Wokisme et psychologie collective

 Wokisme et psychologie collective

Daniel Sibony
mardi 6 juin 2023
par  LieuxCommuns
 

Article paru dans la revue Commentaire n°180, hiver 2022, pp. 879 - 884.

On écoutera, en regard, un entretien avec l’auteur : « L’Occident et sa culpabilité narcissique »

L’idée « woke » classe les gens par groupes, allant du groupe des plus opprimés (femmes, noires, prolétaires, homosexuelles, handicapées…) au groupe des plus oppresseurs (hommes, blancs, hétérosexuels avec de hauts revenus…). Le principe du classement est que, si des individus présentent un trait qui n’est pas valorisé dans le jeu social ou personnel, ils constituent un groupe, lequel est opprimé par ceux qui n’ont pas ce trait négatif. Si le trait en question est d’avoir de petits revenus, le groupe des gens qui ont ce trait est opprimé par celui des gros revenus ; si ce trait c’est d’être homosexuel, le groupe correspondant est opprimé par celui des hétérosexuels. De sorte qu’on dessine des ensembles comme dans les cours de maths pour débutants. L’intersection des ensembles à traits négatifs définit l’ensemble des plus opprimés, et l’intersection de leurs complémentaires l’ensemble des plus oppresseurs.

Le terme « intersectionnalité » a été introduit en 1989 par Kimberley Crenshaw, universitaire afro-américaine féministe. Cette logique binaire typique implique l’exclusion du tiers, a fortiori de l’entre-deux, c’est-à-dire de l’espace des interactions possibles entre deux traits opposés. Prenons pour exemples parmi tant d’autres, l’entre-deux entre riches et pauvres, entre-deux qui définit l’immense marché du travail ; celui entre homme femme qui anime toute l’humanité, ou entre l’Afrique et l’Europe. Ce classement woke parait simpliste d’autant qu’entre un groupe comme (femmes, homo, noires, à hauts revenus) et un groupe tel que (hommes, hétéros, blancs et pauvres), il est difficile de dire lequel est oppresseur pour l’autre [1]. En outre, dans un pays comme la France, être homo n’est pas un trait négatif, de même qu’être noir ; le trait homo, qui est la phobie du sexe opposé, n’est plus ni positif ni négatif. Mais outre ce caractère anhistorique, l’idée woke est surtout systématique et ensembliste : s’il y a un trait, il y a aussitôt deux ensembles : ceux qui ont ce trait et ceux qui ne l’ont pas. Or quand on met des gens dans des ensembles, on fait abstraction de tout ce qui les singularise, on les dépouille de tout désir, de toute subjectivité, pour ne retenir que leur nombre et quelques traits distinctifs, alors que les conduites humaines échappent à la théorie des ensembles, et la notion d’appartenance est bien plus riche que celle d’être élément d’un ensemble.

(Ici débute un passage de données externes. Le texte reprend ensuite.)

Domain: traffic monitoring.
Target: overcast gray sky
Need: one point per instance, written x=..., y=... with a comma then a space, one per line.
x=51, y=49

Cette pauvreté mathématique est déjà une alerte : même au niveau de cette science où les objets ne sont pas des êtres de chair, d’émotion et de pensée, il se révèle que ce ne sont pas vraiment les ensembles qui comptent mais les relations [2]. A fortiori dans le champ humain : les sujets sont chacun et d’abord la somme de leurs interventions dans les relations en cours, qui vont vers eux et qui partent d’eux. Ce sont elles qui révèlent la dynamique sous-jacente à chaque individu et qui l’expriment. Un ensemble de gens, cela ne dit rien ; ce qui compte ce sont les faisceaux de relations qu’il porte, les proximités qui se définissent à travers ces faisceaux (ou ces catégories de faisceaux, avec des interactions entre deux catégories.)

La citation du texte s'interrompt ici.